A White restaurant owner has been indicted by a federal grand jury on charges that he held a Black cook in what amounted to slavery in South Carolina. Bobby Paul Edwards, 52, is the manager of J&J Cafeteria in Conway, South Carolina, and is accused of holding a mentally challenged man named Christopher Smith, 39, in forced servitude.
The Post and Courier, first reported on the plight of Smith in 2015 when he filed a civil lawsuit against Edwards, his brother, and the restaurant. The information contained in that lawsuit was enough for a federal grand jury to indict Edwards on charges of forced labor. According to an indictment, Smith was made to work seven days a week for up to 18 hours a day at Edwards’ restaurant. He alleges that Edwards was beaten on a regular basis that included dipping metal tongs in a hot oil fryer and pressing it it to his skin as well as viciously beating him with a frying pan. Smith had worked for Edwards since he was 12 years old, but the beatings and slavery began sometime in the year 2009. Smith maintains that he was forced to live in a cramped roach-infested apartment near the restaurant and was often so weak and tired after working someone had to feed him.
According to the federal indictment, Edwards is charged under the U.S. code section on “slavery, peonage, and trafficking in persons.”
The indictment further states that Edwards used force, threats, and intimidation to “cause Smith to believe that, if he did not perform such labor and services, he would suffer serious harm and physical restraint.”

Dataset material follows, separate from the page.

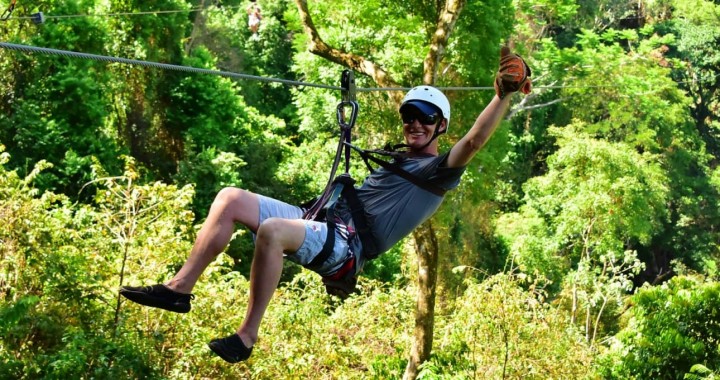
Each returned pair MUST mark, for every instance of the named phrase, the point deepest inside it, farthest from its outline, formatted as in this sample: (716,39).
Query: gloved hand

Edwards surrendered to the FBI on Wednesday of this week and waived his bond hearing and is now jailed. He faces the possibility of up to 20 years in prison if he is found guilty of engaging in forced labor. The federal indictment is separate from a civil rights lawsuit that was also filed by Smith alleging that Edwards and his brother both engaged in violent and criminal behavior against him while he was employed as a cook. In that civil lawsuit, he states that he was regularly called racial slurs, threatened and beaten if he moved too slow. In one instance when Smith was slow in refilling the buffet area, he was taken to the back of the restaurant and beaten with a belt buckle for several minutes. A waitress at the restaurant saw what was happening to Smith and told her mother-in-law, the woman then informed Social Services and Smith was rescued from the circumstances.
“We deny any allegations of slavery and abuse. … We don’t believe there was any slavery involved. That word — in the climate we’re in, in this country, quite frankly — makes it even more of a story,” said Edwards’ attorney, Scott Bellamy in a statement to the Atlanta Journal-Constitution.